As with any employee working remotely, there are likely to be distractions, background noises and other minor telephony issues (we’ve all seen and now have likely lived through our own version of “Children interrupt BBC News interview”). Increasing the number of QA sessions to listen for environmental noise or track for other challenges such as headphone feedback or connection static created by the new remote work process will help you better understand what your employees need to service customers the right way.
One of the biggest lessons we learned during our process to transition our teams off-site was the need to clearly tell our workforce what steps we were taking and why. Remember that, in any crisis situation, significant change to your employees’ typical routine will be confusing and disruptive. While actions are taken to ensure the safety and ongoing productivity of your teams, employees want to—and deserve to—know what the company is planning.
Be sure to set aside time for management to speak directly with staff and begin a regular cadence of internal communications, whether through email or virtual meeting. It will also be helpful to set up information and resource centers on intranets, where employees can go to read FAQs, download materials they might need and more. Open and honest communication will be key to ensuring any transition goes as smoothly as possible.
When your customer reaches out to your contact center organization, they need help and they want to know someone is listening. It is therefore important to recognize that human empathy is just as vital as technological enablement. Customer satisfaction surveys typically find that in a stressful event, consumers appreciate the human connection. That personal touch must be a conscious goal, not an aspirational hope. Investments in continuous training as well as growth and development opportunities for your employees is vital. Unless it is not feasible, continue your employee training activities virtually and provide them with the guidance and tools they need to handle customers that may be more confused, frustrated or angrier than normal.
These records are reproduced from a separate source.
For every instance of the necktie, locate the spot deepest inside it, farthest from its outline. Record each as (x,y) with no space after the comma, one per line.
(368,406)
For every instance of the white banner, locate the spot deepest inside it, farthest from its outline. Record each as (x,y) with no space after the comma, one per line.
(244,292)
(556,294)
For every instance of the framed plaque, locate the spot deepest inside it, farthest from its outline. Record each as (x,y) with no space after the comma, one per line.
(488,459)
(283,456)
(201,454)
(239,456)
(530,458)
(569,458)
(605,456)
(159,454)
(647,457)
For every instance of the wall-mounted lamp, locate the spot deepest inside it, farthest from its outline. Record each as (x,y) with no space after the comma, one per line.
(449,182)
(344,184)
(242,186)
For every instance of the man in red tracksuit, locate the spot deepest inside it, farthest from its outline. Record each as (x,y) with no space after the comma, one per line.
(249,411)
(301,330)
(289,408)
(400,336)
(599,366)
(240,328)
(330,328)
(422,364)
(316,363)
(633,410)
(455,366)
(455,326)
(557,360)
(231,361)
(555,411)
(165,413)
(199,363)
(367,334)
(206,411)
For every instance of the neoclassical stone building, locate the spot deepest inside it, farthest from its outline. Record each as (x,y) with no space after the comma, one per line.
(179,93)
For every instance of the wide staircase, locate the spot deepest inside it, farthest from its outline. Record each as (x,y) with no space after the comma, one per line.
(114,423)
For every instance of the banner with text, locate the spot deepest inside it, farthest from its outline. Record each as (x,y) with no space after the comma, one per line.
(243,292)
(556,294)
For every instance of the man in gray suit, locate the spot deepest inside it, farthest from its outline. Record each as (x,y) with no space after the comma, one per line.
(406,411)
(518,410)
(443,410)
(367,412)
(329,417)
It has been made abundantly clear that when employees work remotely, they can face difficulties separating their work life from their home life. This is especially true under current pandemic conditions with schools closed and parents now acting as both employee and teacher. To help your workforce maintain engagement and productivity, make it clear that you are listening to their concerns, acknowledge their challenges and provide resources to associates looking for guidance.
It will also be important to foster your company culture virtually. Try to move some of the same fun, morale-building activities you had in your sites to this new remote environment. This can be done through online activities like silly hat day, bring your family to work, trivia nights, children’s story times, games and contests.
In health-related cases such as these, you may also consider working with HR to ensure affordable access to telehealth options and evaluate adjustments to time-off and sick-leave policies to ensure employees can take the time they need should they become ill or are required to take care of a loved one.
Prepare for and Embrace Change
When we come out on the other side of this global crisis, our businesses will have changed fundamentally. It is unlikely you will reestablish a fully local workforce with no virtual employees. You will need to prepare for, embrace this change, and realize it can make you a better contact center operation and enterprise for what will be the new future.